14. The aforesaid question of law before the Supreme Court was in respect of asst. yr. 1978-79. The relevant provision for the said asst. yr. 1978-79 was exactly the same provision with which we are concerned. The Supreme Court held that the view of the Kerala High Court that in computing the total income for the purpose of s. 36(1)(viii) of the IT Act, 1961, the total income has to be computed in accordance with the provisions of ss. 30 to 43A except s. 36(1)(viii) was in accord with the decisions of Patna and Madhya Pradesh High Courts (decisions which we have noticed above). The Supreme Court held as follows : “Having gone through the decisions cited at the Bar, we find that the decision of the High Court following its earlier decision in CIT vs. Kerala State Industrial Development Corporation Ltd. (1990) 182 ITR 67 (Ker), is unexceptionable. The Karnataka High Court has tried to work out the subsection on the basis of a mathematical formula and has dissented from the decision of the Patna High Court in CIT vs. Bihar State Financial Corporation (1983) 142 ITR 518 (Pat). It may here be mentioned that Civil Appeal No. 3695 of 1982—CIT vs. Bihar State Financial Corporation (1998) 233 ITR 195 (SC) against the aforesaid judgment in (1983) 142 ITR 518 (Pat) (supra), was dismissed by this Court on 20th Jan., 1995, thereby affirming the view of the Patna High Court. It may here be noticed that not only the preponderance of the judicial opinion of the various High Courts is in line with the view expressed by the Kerala High Court but the relevant sub-cl. (viii) of s. 36(1) has subsequently been amended so as to bring it in line with the view of the Patna and the Kerala High Courts. The decision of the Karnataka High Court does not appear to be correct being contrary to the aforesaid decision of the Patna High Court which stands affirmed by its affirmation by this Court on 20th Jan., 1995. The view of the other High Courts is in consonance with the relevant provisions of the Act. We, therefore, agree with the decision of the High Court in answering the question of law in the affirmative and in favour of the assessee.”

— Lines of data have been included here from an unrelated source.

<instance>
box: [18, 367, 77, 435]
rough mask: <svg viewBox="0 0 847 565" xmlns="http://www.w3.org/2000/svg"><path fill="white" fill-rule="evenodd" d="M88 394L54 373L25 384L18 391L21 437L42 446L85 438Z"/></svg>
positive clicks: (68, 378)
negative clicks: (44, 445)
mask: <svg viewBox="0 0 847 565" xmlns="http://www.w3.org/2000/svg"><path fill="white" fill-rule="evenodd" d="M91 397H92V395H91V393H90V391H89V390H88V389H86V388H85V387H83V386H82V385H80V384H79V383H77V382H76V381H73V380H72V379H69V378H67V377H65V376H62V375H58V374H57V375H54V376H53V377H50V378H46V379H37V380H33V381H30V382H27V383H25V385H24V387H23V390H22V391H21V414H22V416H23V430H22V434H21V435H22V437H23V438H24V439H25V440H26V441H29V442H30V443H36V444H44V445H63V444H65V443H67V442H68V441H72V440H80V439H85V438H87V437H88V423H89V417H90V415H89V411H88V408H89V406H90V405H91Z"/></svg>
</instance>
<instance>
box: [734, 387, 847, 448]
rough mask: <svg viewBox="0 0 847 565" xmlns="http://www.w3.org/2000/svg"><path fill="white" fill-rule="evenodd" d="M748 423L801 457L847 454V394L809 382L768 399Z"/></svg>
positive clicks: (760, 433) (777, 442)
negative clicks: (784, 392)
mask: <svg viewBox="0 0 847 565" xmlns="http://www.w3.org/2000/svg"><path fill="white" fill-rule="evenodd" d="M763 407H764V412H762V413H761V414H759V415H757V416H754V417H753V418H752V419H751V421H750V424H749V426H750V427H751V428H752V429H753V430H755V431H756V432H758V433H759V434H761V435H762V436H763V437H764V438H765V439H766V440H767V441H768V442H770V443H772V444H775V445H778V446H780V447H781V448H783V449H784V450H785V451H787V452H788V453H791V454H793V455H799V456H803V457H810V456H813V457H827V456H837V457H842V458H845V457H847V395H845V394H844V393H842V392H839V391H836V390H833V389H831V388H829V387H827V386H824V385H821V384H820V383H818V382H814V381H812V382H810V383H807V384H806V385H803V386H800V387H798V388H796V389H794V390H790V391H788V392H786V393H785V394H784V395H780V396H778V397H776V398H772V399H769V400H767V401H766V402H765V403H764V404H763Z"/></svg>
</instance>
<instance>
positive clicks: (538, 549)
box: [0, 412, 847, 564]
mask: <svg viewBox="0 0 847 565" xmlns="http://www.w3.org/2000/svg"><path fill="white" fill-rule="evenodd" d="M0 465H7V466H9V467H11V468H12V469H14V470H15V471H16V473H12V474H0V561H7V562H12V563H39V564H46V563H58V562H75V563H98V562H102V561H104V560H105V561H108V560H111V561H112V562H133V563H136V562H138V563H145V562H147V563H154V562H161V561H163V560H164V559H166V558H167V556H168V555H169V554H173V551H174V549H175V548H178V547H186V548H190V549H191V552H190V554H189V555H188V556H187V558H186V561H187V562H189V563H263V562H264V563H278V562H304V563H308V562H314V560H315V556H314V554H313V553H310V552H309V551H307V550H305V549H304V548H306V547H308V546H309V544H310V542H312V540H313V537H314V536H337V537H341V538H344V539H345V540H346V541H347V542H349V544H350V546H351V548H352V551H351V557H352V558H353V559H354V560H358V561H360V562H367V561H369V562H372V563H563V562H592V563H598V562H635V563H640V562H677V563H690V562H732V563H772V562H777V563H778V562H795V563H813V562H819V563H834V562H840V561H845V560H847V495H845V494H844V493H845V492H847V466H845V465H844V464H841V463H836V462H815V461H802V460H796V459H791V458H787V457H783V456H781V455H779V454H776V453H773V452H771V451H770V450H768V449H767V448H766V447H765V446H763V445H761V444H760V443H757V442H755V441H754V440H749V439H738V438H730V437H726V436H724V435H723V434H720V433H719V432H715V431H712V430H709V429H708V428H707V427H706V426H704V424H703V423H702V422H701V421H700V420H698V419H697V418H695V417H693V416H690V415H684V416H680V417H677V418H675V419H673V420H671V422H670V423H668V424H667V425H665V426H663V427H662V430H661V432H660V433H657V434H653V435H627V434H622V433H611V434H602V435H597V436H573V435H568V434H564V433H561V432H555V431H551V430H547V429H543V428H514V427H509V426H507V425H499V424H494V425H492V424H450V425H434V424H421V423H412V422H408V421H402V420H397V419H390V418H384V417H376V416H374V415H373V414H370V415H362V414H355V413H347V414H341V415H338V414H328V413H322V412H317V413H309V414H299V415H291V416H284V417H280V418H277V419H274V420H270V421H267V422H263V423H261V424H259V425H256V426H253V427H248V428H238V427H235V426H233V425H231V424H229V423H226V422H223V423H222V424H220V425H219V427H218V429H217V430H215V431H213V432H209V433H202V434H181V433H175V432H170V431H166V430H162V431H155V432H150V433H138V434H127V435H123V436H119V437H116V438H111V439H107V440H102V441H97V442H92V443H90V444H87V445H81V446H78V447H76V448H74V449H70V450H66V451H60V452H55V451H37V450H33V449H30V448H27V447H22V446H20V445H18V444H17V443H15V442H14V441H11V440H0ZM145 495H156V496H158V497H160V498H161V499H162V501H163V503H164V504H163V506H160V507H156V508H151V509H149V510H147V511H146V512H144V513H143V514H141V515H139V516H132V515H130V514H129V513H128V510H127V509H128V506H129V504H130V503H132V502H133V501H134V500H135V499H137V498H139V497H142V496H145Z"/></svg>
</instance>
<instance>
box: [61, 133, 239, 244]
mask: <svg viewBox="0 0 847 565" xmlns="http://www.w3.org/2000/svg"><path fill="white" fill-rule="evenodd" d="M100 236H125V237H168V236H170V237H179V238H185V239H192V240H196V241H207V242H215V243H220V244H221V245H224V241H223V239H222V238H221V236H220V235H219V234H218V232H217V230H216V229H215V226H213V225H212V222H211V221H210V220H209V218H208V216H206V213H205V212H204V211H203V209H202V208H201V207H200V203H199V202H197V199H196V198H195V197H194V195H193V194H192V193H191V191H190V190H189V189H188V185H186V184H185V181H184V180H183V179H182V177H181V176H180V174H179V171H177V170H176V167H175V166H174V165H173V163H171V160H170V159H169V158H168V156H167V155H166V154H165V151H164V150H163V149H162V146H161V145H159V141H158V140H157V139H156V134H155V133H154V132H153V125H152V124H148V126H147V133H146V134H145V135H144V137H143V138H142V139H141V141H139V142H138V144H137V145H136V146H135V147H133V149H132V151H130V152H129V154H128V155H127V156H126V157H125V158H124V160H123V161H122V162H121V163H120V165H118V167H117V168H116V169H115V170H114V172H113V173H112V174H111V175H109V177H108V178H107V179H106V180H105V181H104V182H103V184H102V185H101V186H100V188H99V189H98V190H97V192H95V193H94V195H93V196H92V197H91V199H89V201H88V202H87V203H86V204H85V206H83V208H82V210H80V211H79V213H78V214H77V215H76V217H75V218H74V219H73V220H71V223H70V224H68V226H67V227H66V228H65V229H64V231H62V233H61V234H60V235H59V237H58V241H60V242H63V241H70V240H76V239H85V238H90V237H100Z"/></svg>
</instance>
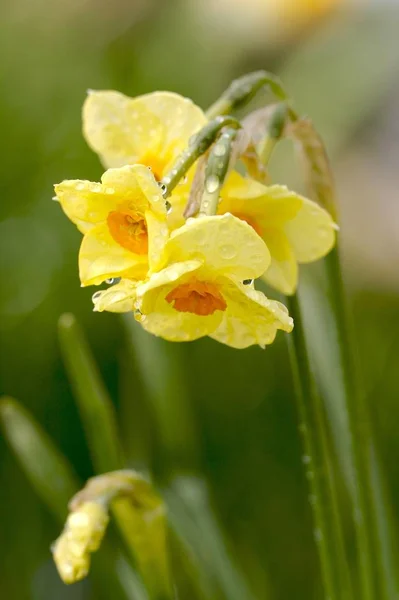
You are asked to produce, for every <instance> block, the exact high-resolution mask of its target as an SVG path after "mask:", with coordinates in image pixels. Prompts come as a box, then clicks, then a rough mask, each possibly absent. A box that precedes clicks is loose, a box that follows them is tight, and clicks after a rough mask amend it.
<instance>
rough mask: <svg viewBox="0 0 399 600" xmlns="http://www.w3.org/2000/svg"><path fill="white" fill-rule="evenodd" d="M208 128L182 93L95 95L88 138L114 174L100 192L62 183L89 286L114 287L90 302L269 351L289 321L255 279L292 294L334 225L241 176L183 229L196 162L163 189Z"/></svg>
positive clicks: (95, 184) (224, 186)
mask: <svg viewBox="0 0 399 600" xmlns="http://www.w3.org/2000/svg"><path fill="white" fill-rule="evenodd" d="M206 124H207V118H206V116H205V114H204V113H203V112H202V110H201V109H200V108H198V107H197V106H195V105H194V104H193V103H192V102H191V101H190V100H188V99H186V98H183V97H181V96H179V95H177V94H174V93H169V92H155V93H153V94H148V95H145V96H141V97H138V98H133V99H132V98H128V97H126V96H124V95H122V94H120V93H117V92H113V91H102V92H101V91H100V92H91V93H90V94H89V96H88V97H87V100H86V102H85V104H84V108H83V130H84V135H85V138H86V140H87V142H88V144H89V146H90V147H91V148H92V149H93V150H94V151H95V152H96V153H97V154H98V155H99V157H100V159H101V162H102V163H103V165H104V167H105V168H106V169H107V170H106V171H105V173H104V174H103V175H102V177H101V182H100V183H93V182H91V181H82V180H68V181H63V182H62V183H60V184H58V185H56V186H55V192H56V198H57V199H58V201H59V202H60V204H61V206H62V209H63V210H64V212H65V214H66V215H67V216H68V217H69V219H70V220H71V221H72V222H73V223H75V225H76V226H77V227H78V229H79V230H80V231H81V233H82V234H83V240H82V244H81V247H80V253H79V274H80V280H81V283H82V285H83V286H89V285H99V284H103V283H108V284H110V283H111V284H112V285H110V286H109V287H108V288H107V289H102V290H101V291H98V292H96V293H95V294H94V295H93V302H94V306H95V310H96V311H111V312H128V311H132V312H133V314H134V315H135V318H136V319H137V320H138V321H140V323H141V324H142V326H143V327H144V328H145V329H146V330H147V331H149V332H151V333H153V334H155V335H157V336H161V337H163V338H165V339H167V340H170V341H189V340H195V339H198V338H201V337H203V336H210V337H212V338H213V339H215V340H218V341H219V342H223V343H225V344H228V345H229V346H232V347H234V348H245V347H248V346H250V345H253V344H259V345H260V346H265V345H266V344H270V343H272V342H273V340H274V338H275V336H276V332H277V330H279V329H280V330H283V331H286V332H290V331H291V330H292V327H293V323H292V319H291V318H290V316H289V315H288V311H287V309H286V308H285V306H284V305H283V304H281V303H280V302H277V301H274V300H270V299H268V298H267V297H266V296H265V295H264V294H263V293H262V292H260V291H257V290H255V288H254V280H255V279H257V278H259V277H261V278H262V279H264V281H266V282H267V283H268V284H271V285H272V286H273V287H274V288H276V289H277V290H278V291H280V292H282V293H283V294H292V293H294V292H295V289H296V285H297V279H298V263H306V262H311V261H314V260H317V259H319V258H321V257H322V256H324V255H325V254H327V253H328V252H329V250H330V249H331V248H332V246H333V245H334V241H335V232H334V229H335V225H334V222H333V220H332V218H331V216H330V215H329V214H328V213H327V212H326V211H325V210H324V209H322V208H321V207H319V206H318V205H317V204H315V203H314V202H311V201H310V200H308V199H306V198H304V197H302V196H299V195H298V194H296V193H294V192H291V191H290V190H288V189H287V188H286V187H284V186H281V185H272V186H268V187H267V186H265V185H264V184H263V183H260V182H258V181H255V180H253V179H251V178H250V177H248V176H245V175H242V174H239V173H238V172H237V171H235V170H230V172H229V173H228V175H227V177H226V179H225V182H224V185H223V186H222V187H221V190H220V197H219V202H218V206H217V214H215V215H210V216H208V215H205V216H204V215H202V214H199V215H198V216H197V217H194V218H189V219H187V220H185V219H184V216H183V215H184V208H185V205H186V204H187V201H188V198H189V194H190V186H191V182H192V180H193V173H192V171H193V169H195V165H194V166H193V167H192V168H191V169H190V170H189V171H188V173H187V176H185V177H184V178H183V179H182V180H181V181H180V183H179V184H178V185H177V186H176V187H175V188H174V190H173V192H172V194H171V195H170V196H169V197H168V201H165V198H164V186H163V185H160V183H161V181H162V180H163V181H164V182H167V181H168V174H170V173H173V168H174V164H175V163H176V160H177V158H178V157H179V156H180V155H181V153H182V152H183V151H184V150H185V148H186V147H187V146H188V144H189V140H190V139H191V140H192V137H193V136H194V135H195V134H196V133H197V132H198V131H200V130H201V129H202V128H203V127H204V126H205V125H206Z"/></svg>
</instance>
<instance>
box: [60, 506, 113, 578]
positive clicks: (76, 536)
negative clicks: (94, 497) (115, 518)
mask: <svg viewBox="0 0 399 600" xmlns="http://www.w3.org/2000/svg"><path fill="white" fill-rule="evenodd" d="M108 522H109V516H108V512H107V510H106V508H104V506H103V505H102V504H100V503H98V502H84V503H83V504H82V505H81V506H79V508H78V509H77V510H76V511H74V512H72V513H70V515H69V516H68V519H67V522H66V524H65V527H64V530H63V532H62V534H61V535H60V537H59V538H58V539H57V540H56V541H55V542H54V545H53V547H52V552H53V558H54V562H55V564H56V566H57V569H58V572H59V574H60V577H61V579H62V580H63V582H64V583H76V582H77V581H80V580H81V579H83V578H84V577H86V575H87V574H88V572H89V568H90V554H91V553H92V552H95V551H96V550H98V548H99V547H100V544H101V542H102V539H103V537H104V533H105V530H106V528H107V526H108Z"/></svg>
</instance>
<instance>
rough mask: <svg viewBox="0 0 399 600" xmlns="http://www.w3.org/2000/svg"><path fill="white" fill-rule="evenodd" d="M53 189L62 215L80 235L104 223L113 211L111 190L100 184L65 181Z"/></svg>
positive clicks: (85, 181) (114, 202)
mask: <svg viewBox="0 0 399 600" xmlns="http://www.w3.org/2000/svg"><path fill="white" fill-rule="evenodd" d="M54 189H55V193H56V196H57V198H58V200H59V202H60V204H61V207H62V209H63V211H64V213H65V214H66V215H67V217H68V218H69V219H70V220H71V221H72V222H73V223H75V225H76V226H77V227H78V229H79V230H80V231H81V232H82V233H86V232H87V231H89V229H91V228H92V227H93V225H95V224H96V223H98V222H101V221H104V220H105V219H106V218H107V215H108V213H109V212H110V211H111V210H115V206H116V199H115V196H114V193H113V190H112V189H108V188H105V187H104V186H102V185H101V184H100V183H92V182H91V181H82V180H79V179H76V180H67V181H62V182H61V183H58V184H57V185H55V186H54Z"/></svg>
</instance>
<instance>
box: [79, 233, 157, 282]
mask: <svg viewBox="0 0 399 600" xmlns="http://www.w3.org/2000/svg"><path fill="white" fill-rule="evenodd" d="M147 270H148V260H147V256H146V255H138V254H134V253H133V252H130V251H129V250H126V249H125V248H123V247H122V246H120V245H119V244H117V242H115V240H114V239H113V238H112V236H111V234H110V233H109V230H108V227H107V225H106V224H105V223H104V224H100V225H97V226H96V227H94V228H93V229H91V230H90V231H89V232H88V233H86V235H85V236H84V238H83V241H82V245H81V247H80V252H79V274H80V280H81V282H82V285H83V286H87V285H98V284H100V283H102V282H103V281H105V280H106V279H109V278H111V277H128V278H132V279H144V277H145V276H146V274H147Z"/></svg>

The Supreme Court, thus, puts its seal of approval on the decision of the Patna High Court in the case of Bihar State Financial Corporation (supra) and overruled the decision of Karnataka High Court holding otherwise.

In what we have discussed above, we hold that the decision of this Court in the case of Rajasthan Financial Corporation (supra) lays down the correct law.

Our answer to the question referred to by the Tribunal under s. 256(1) of the IT Act is in the affirmative. We dispose of the income-tax reference, accordingly, with no order as to costs.